THEN said Merlin, who was also called Ambrose,* “I entreat your majesty would command your workmen to dig into the ground, and you will find a pond which causes the foundation to sink.”
This accordingly was done, and then presently they found a pond deep under ground, which had made it give way. Merlin after this went again to the magicians, and said, “Tell me, ye false sycophants, what is there under the pond.” But they were silent. Then said he again to the king, “Command the pond to be drained, and at the bottom you will see two hollow stones, and in them two dragons asleep.”*
The king made no scruple of believing him, since he had found true what he said of the pond, and therefore ordered it to be drained: which done, he found as Merlin had said; and now was possessed with the greatest admiration of him. Nor were the rest that were present less amazed at his wisdom, thinking it to be no less than divine inspiration.
, tr A. Thompson.
Geoffrey combines two distinct figures here. One is Ambrosius Aurelianus (in Welsh, Emrys Wledig) who is attested by the sixth-century chronicler Gildas as the son of a Roman consul and a great warrior; Nennius’s tale of Vortigern’s tower is a tale about Ambrose. The other is a legendary Welsh prophet named Myrddin Wyllt. Geoffrey later stitches the composite Ambrose-Merlin into a quite separate British myth, the tale of King Arthur.
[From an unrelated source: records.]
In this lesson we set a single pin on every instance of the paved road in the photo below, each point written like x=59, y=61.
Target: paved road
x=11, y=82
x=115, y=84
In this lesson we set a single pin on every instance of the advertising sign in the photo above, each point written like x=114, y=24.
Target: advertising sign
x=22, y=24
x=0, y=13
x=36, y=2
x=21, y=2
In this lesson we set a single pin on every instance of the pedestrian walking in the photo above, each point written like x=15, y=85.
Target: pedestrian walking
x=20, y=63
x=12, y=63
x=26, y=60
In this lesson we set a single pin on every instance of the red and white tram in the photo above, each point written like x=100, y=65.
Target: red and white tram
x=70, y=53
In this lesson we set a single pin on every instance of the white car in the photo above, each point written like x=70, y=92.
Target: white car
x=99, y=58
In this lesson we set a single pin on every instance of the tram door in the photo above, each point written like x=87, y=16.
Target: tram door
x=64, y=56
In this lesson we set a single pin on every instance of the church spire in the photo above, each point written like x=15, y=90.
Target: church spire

These dragons prove to be symbolic: the Red Dragon stands for the Britons (Celts) and the White Dragon for the Saxons. Merlin, who is presented as a kind of English Daniel, subsequently embarks on an apocalyptic prophecy of the history of England from the withdrawal of the Roman legions in 410, in which the fight between the White Dragon and the Red figures prominently.